8 Responses to Casinos a Bad Bet?

  1. I have to say that the anecdotal evidence does not look great based on the examples you gave. I blogged about this topic myself last year when the idea was floating around (again)… I think I’ve decided that unless someone can come up with credible evidence that a casino would help us – it would probably take things in a bad direction… But I’m ultimately open-minded.

  2. I would be satisfied if the “racinos” added poker rooms, as they do in the state of Florida. I am snow-birding in the sunshine state, and all of the dog and horse tracks have state contracted poker rooms, which provide a massive infusion of revenue for the government.
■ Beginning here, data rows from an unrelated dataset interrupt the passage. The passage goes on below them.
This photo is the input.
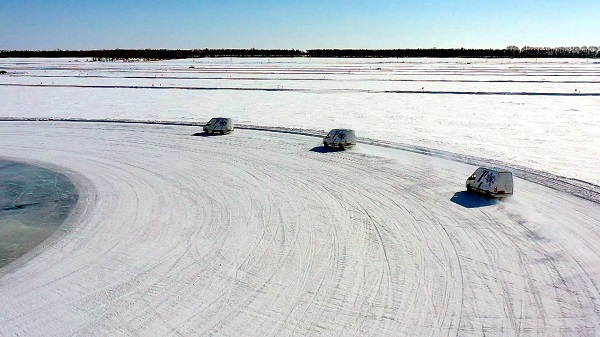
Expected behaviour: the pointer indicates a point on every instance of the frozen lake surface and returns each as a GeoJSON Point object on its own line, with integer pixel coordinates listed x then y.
{"type": "Point", "coordinates": [34, 202]}
{"type": "Point", "coordinates": [264, 233]}
{"type": "Point", "coordinates": [538, 113]}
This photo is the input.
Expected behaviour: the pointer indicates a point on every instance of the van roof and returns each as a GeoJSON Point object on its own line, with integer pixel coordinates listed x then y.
{"type": "Point", "coordinates": [495, 169]}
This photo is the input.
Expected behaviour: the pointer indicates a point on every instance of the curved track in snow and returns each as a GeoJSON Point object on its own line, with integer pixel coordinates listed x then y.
{"type": "Point", "coordinates": [265, 234]}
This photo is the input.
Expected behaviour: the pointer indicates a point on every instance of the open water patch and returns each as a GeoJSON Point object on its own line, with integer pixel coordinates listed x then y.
{"type": "Point", "coordinates": [34, 203]}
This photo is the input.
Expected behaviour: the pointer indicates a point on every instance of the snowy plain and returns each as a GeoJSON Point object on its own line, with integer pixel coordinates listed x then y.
{"type": "Point", "coordinates": [541, 114]}
{"type": "Point", "coordinates": [263, 233]}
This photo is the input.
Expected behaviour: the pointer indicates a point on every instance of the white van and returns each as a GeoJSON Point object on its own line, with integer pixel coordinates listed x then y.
{"type": "Point", "coordinates": [341, 138]}
{"type": "Point", "coordinates": [219, 124]}
{"type": "Point", "coordinates": [492, 181]}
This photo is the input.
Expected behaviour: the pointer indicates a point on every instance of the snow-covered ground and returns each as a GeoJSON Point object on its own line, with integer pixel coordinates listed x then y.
{"type": "Point", "coordinates": [266, 234]}
{"type": "Point", "coordinates": [263, 233]}
{"type": "Point", "coordinates": [538, 113]}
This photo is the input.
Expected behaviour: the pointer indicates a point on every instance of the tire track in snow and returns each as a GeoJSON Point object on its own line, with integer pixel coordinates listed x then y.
{"type": "Point", "coordinates": [254, 234]}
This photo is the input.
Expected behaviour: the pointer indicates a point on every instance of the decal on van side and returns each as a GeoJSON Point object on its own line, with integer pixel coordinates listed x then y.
{"type": "Point", "coordinates": [490, 179]}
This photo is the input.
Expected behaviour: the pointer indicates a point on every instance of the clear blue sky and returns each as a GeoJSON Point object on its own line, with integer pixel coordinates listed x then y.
{"type": "Point", "coordinates": [187, 24]}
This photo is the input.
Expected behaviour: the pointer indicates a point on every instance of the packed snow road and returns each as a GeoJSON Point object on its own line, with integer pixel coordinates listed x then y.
{"type": "Point", "coordinates": [267, 234]}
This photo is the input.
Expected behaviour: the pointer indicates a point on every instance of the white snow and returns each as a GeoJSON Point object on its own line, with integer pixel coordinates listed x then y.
{"type": "Point", "coordinates": [254, 234]}
{"type": "Point", "coordinates": [558, 132]}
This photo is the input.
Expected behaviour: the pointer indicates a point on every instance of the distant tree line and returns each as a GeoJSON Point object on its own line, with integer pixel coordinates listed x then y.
{"type": "Point", "coordinates": [165, 54]}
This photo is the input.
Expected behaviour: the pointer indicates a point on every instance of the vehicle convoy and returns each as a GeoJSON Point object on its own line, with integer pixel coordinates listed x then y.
{"type": "Point", "coordinates": [219, 125]}
{"type": "Point", "coordinates": [340, 138]}
{"type": "Point", "coordinates": [491, 181]}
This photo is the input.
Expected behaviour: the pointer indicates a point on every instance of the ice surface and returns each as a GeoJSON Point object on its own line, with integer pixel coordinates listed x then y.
{"type": "Point", "coordinates": [257, 233]}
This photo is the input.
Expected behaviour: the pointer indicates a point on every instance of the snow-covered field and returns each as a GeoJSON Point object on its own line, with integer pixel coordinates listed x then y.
{"type": "Point", "coordinates": [262, 233]}
{"type": "Point", "coordinates": [541, 114]}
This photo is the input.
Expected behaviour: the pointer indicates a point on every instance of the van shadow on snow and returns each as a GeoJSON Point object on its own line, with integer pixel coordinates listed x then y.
{"type": "Point", "coordinates": [323, 149]}
{"type": "Point", "coordinates": [472, 200]}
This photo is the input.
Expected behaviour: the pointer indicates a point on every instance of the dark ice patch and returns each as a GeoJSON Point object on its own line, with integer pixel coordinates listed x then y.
{"type": "Point", "coordinates": [34, 202]}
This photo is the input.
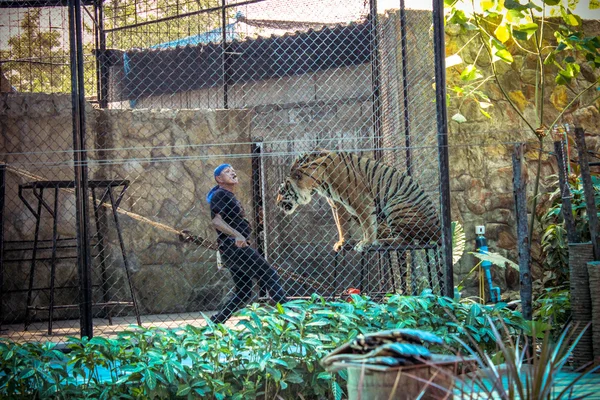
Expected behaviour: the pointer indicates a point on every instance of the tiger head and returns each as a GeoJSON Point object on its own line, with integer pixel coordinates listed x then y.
{"type": "Point", "coordinates": [299, 187]}
{"type": "Point", "coordinates": [291, 194]}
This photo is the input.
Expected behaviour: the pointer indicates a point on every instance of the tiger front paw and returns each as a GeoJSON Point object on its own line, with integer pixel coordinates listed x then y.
{"type": "Point", "coordinates": [339, 245]}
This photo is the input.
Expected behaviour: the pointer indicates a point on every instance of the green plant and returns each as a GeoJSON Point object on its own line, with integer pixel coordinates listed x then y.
{"type": "Point", "coordinates": [522, 375]}
{"type": "Point", "coordinates": [508, 34]}
{"type": "Point", "coordinates": [274, 352]}
{"type": "Point", "coordinates": [554, 238]}
{"type": "Point", "coordinates": [458, 242]}
{"type": "Point", "coordinates": [553, 307]}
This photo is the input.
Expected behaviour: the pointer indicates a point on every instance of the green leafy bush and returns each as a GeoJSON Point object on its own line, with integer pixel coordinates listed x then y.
{"type": "Point", "coordinates": [554, 238]}
{"type": "Point", "coordinates": [273, 352]}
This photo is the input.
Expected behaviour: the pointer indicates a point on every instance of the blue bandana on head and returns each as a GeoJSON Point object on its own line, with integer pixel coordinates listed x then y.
{"type": "Point", "coordinates": [218, 172]}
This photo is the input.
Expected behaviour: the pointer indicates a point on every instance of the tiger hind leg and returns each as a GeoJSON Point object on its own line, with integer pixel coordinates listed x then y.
{"type": "Point", "coordinates": [368, 226]}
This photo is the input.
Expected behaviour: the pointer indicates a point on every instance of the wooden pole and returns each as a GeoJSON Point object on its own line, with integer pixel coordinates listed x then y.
{"type": "Point", "coordinates": [565, 193]}
{"type": "Point", "coordinates": [522, 232]}
{"type": "Point", "coordinates": [588, 188]}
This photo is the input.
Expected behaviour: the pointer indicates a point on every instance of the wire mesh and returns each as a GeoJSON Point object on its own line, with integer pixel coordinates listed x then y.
{"type": "Point", "coordinates": [176, 89]}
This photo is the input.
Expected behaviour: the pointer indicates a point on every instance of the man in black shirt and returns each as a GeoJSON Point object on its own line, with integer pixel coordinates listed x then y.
{"type": "Point", "coordinates": [244, 263]}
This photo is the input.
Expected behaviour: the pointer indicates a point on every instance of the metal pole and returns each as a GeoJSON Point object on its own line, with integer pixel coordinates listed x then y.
{"type": "Point", "coordinates": [567, 209]}
{"type": "Point", "coordinates": [403, 46]}
{"type": "Point", "coordinates": [375, 80]}
{"type": "Point", "coordinates": [80, 168]}
{"type": "Point", "coordinates": [102, 69]}
{"type": "Point", "coordinates": [224, 49]}
{"type": "Point", "coordinates": [588, 189]}
{"type": "Point", "coordinates": [522, 231]}
{"type": "Point", "coordinates": [257, 202]}
{"type": "Point", "coordinates": [2, 194]}
{"type": "Point", "coordinates": [442, 131]}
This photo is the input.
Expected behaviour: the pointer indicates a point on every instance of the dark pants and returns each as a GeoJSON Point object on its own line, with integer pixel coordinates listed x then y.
{"type": "Point", "coordinates": [246, 265]}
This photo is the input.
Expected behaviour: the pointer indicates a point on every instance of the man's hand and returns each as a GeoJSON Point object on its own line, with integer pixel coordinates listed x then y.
{"type": "Point", "coordinates": [240, 241]}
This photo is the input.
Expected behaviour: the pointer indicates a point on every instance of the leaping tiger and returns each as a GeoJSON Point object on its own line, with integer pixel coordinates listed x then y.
{"type": "Point", "coordinates": [365, 188]}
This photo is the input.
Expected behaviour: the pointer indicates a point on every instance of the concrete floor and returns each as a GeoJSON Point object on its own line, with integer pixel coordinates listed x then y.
{"type": "Point", "coordinates": [38, 331]}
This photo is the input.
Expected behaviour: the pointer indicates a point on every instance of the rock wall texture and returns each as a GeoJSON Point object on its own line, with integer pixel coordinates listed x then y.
{"type": "Point", "coordinates": [167, 187]}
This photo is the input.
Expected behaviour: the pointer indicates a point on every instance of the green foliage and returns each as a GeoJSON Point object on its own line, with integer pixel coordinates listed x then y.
{"type": "Point", "coordinates": [503, 29]}
{"type": "Point", "coordinates": [38, 61]}
{"type": "Point", "coordinates": [522, 375]}
{"type": "Point", "coordinates": [458, 241]}
{"type": "Point", "coordinates": [274, 352]}
{"type": "Point", "coordinates": [553, 307]}
{"type": "Point", "coordinates": [554, 238]}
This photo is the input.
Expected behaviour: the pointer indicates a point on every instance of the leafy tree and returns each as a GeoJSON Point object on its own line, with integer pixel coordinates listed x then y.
{"type": "Point", "coordinates": [546, 31]}
{"type": "Point", "coordinates": [36, 60]}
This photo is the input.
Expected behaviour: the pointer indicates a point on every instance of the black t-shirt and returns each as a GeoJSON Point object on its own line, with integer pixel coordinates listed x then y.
{"type": "Point", "coordinates": [224, 203]}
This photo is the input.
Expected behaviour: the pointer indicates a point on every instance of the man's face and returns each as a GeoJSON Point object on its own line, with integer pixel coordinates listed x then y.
{"type": "Point", "coordinates": [228, 177]}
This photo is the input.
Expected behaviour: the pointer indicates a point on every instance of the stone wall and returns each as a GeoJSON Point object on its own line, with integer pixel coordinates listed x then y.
{"type": "Point", "coordinates": [167, 156]}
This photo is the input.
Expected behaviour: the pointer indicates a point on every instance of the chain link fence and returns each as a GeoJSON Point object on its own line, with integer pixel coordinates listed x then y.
{"type": "Point", "coordinates": [174, 89]}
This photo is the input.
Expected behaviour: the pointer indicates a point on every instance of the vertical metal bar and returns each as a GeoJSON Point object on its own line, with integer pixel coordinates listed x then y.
{"type": "Point", "coordinates": [404, 54]}
{"type": "Point", "coordinates": [567, 209]}
{"type": "Point", "coordinates": [442, 131]}
{"type": "Point", "coordinates": [80, 168]}
{"type": "Point", "coordinates": [38, 216]}
{"type": "Point", "coordinates": [257, 205]}
{"type": "Point", "coordinates": [2, 194]}
{"type": "Point", "coordinates": [263, 181]}
{"type": "Point", "coordinates": [224, 49]}
{"type": "Point", "coordinates": [522, 232]}
{"type": "Point", "coordinates": [101, 250]}
{"type": "Point", "coordinates": [588, 188]}
{"type": "Point", "coordinates": [124, 254]}
{"type": "Point", "coordinates": [101, 65]}
{"type": "Point", "coordinates": [257, 202]}
{"type": "Point", "coordinates": [375, 80]}
{"type": "Point", "coordinates": [53, 261]}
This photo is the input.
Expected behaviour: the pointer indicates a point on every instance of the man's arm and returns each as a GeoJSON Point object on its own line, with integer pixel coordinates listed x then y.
{"type": "Point", "coordinates": [222, 226]}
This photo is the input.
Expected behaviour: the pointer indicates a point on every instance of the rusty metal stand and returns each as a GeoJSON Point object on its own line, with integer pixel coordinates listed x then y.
{"type": "Point", "coordinates": [107, 199]}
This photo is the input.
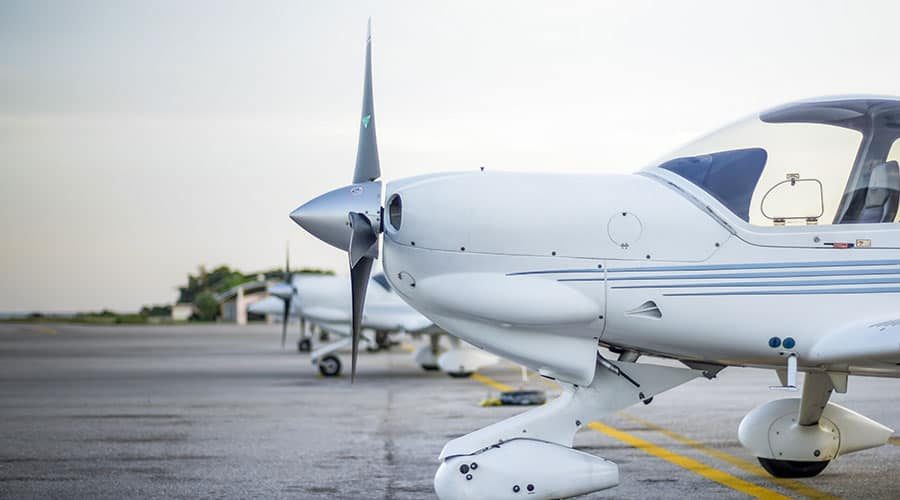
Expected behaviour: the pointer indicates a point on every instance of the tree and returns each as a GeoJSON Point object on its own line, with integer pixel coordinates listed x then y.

If Farmington and Batavia added poker rooms, this may be a good direction. But that said, I would love a local casino.

  3. I’d like to comment on the Wilmot article you mention via Twitter. I hope you aren’t going for that malarkey as you seem to be much too intelligent to do so. This guy is obviously just too rich to get it. He’s got those big money blinders on. His two arguments seem to be 1) that his family is responsible for many of the buildings and real estate developments in Rochester’s history (he puts this forth as if they were doing it for free for the sake of the community, not making millions of dollars in profits) and 2) that it is actually only $3 million they owe in taxes, not $22 million (again- the old money blinders are on. $3 million may not be much to a Wilmot, but it is a lot of money to this city and a typical city taxpayer.)

  4. March 2, 2012 at 12:04 pm Carlos Mercado responds:

    If casinos were economic godsends to a community, all the suburban towns would be fighting each other and the City to see who gets the panacea.

    If you want a reality check, look at Niagara Falls. A glitzy building in an urban slum in a blighted downtown.

  5. March 2, 2012 at 2:57 pm edward richards responds:

    Depends. If someone built a casino in Greece, NY, it’d fly. If someone built a soccer stadium there, it’d fly. If someone built a grocery store there, yea, you get it, it’d fly.

    As far as a place to gamble, in a downtown,.. not only is it wrong, it’s preposterous!

  6. Gambling? A bad idea, no one wants turn Rochester into Atlantic City. With gambling comes porn, drugs, addiction, corruption and moral decay. Cup cakes? Love them, especially Wegman’s brand. Yet, I wonder how they would stay fresh and moist in an ATM. Would they be great or mediocre, such as made by hostess.

  7. March 2, 2012 at 3:32 pm Ben C. responds:

    Between the nixing of the Super Weggies on Elmwood Rd. at the Psych Center and the abject denial of a casino proposal at the Mid-Town site, the City created a development rift that may take decades to repair.

    It is to be noted that local media reported Mayor Duffy immediately upon taking office contacted both of these development business interests assumedly to mend fences.

    Meanwhile, the East Ave. Weggies dragged on, it’s Mt. Hope facility was razed for a U of R parking lot and a remarkabley large multi-use development broke ground at Jefferson Rd. and John St. in Henrietta.

    And the media applauded public takings in downtown that in effect transferred private property from one private concern to another without nary a handshake, definitive agreement, purchase option or concrete development agreement to boslter a “public good” purpose for the eminent domain action.

    These slaps in the faces of two of the most philanthropic families, responsible for thousands of jobs and viable developements in our region were a culmination of bankrupt, no incompetent, redevelopment policies and practices on the part of the City of Rochester.

    2000 jobs on the main bus line to downtown at a primarily self-financed commercial facility that would have included an up-side-down department store owing back taxes?

    What was Mayor Johnson thinking?

  8. March 2, 2012 at 4:05 pm Lynn E responds:

    Casinos steal money from people and cause social problems to worsen. Why would we want to encourage gambling? I know that like prohibition, banning it doesn’t work but advertising it as some kind of urban renewal has never made sense. Casinos are vipers who suck the lack blood of most people and toss wealth up to a few.